A ello cabe sumar el impacto combinado de una economía que abandonó la recesión y donde se espera al menos niveles de crecimiento económico del 3% este año y el próximo, y los montos adicionales obtenidos por la provincia. El empoderamiento de Macri y Vidal luego de la victoria contundente en las pasadas elecciones y haber derrotado a la referente política más abiertamente opositora del Gobierno, con su base electoral centrada en el Conurbano bonaerense, y en especial en las socialmente vulnerables primera y tercera sección electoral, sin duda más que facilitó un clima político propicio para avanzar en estas reformas presupuestarias.
Tal como comentamos en la anterior columna, pocos días después del 22 de octubre, el consultor y estratega electoral Jaime Durán Barba afirmaba en un desayuno poblado por referentes claves de los principales espacios políticos de la Argentina que hasta pocas semanas antes de las PASO el oficialismo presentaba un panorama más que crítico en la provincia de Buenos Aires, con una ventaja de al menos siete puntos de la candidata de Unidad Ciudadana.

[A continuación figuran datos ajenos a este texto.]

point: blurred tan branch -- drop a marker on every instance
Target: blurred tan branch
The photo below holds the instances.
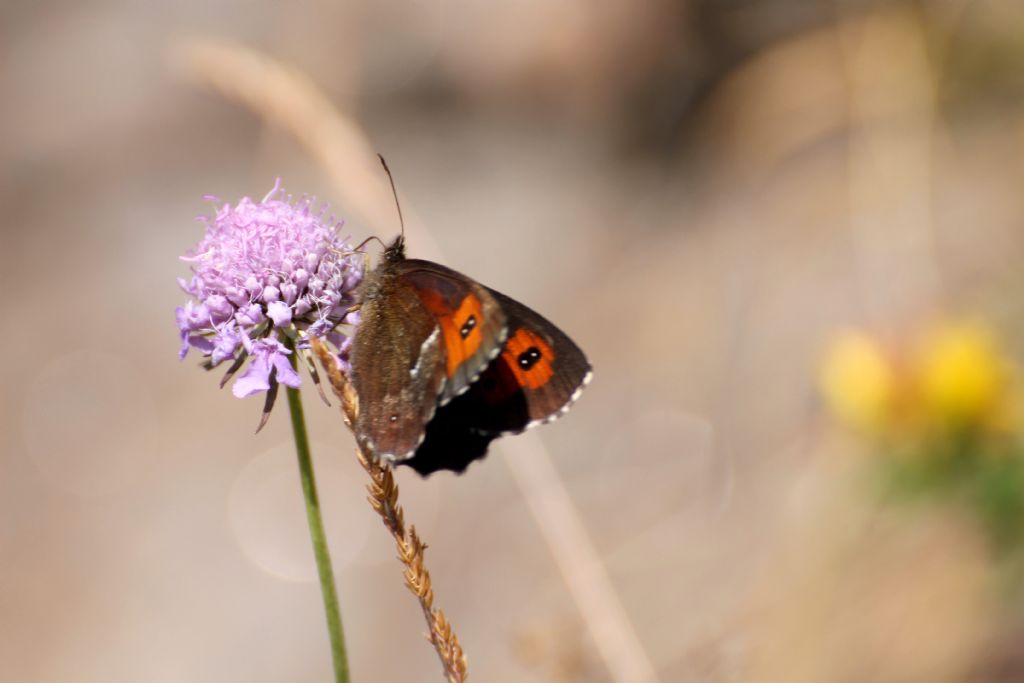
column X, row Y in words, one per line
column 289, row 98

En el resto del país los números y las tendencias eran alentadores, pero en ese minúsculo 1% del territorio argentino, megapoblado, que es el Conurbano bonaerense, eso no parecía darse. El ingreso a capa, espada y carisma de Vidal comenzaría a revertir la situación. Dejando un empate en las PASO y luego una victoria por más de cuatro puntos en las elecciones legislativas. No es extraño que inteligentes, sofisticadas y metódicas tácticas y estrategias electorales y comunicacionales propias de sociedades modernas y hasta posmodernas no logren la misma contundencia en las zonas más golpeadas y marginadas del alfa y omega de la estabilidad argentina como lo es el cinturón poblacional que bordea la Capital Federal.
Los nuevos recursos obtenidos por la gobernadora y la inédita armónica relación entre el poder central y La Plata están en condiciones de lograr, de haber suerte y virtud como advertía Maquiavelo, que nuestro país pueda desarmar una de sus hipotecas más fuentes en la búsqueda de la estabilidad política y aun socioeconómica. El símbolo de ello quizás sea cuando, en las charlas de ciudadanos o altos funcionarios, la llegada de diciembre no esté centrada en los fantasmas de violencia y saqueos. Ese día la transición iniciada en 1983 se habrá cerrado exitosamente y la Argentina habrá dado un paso decisivo para combinar democracia y prácticas republicanas o no meramente elecciones que deparan democracias delegativas y de baja calidad institucional. Al gran Guillermo O'Donnell le hubiese encantado verlo.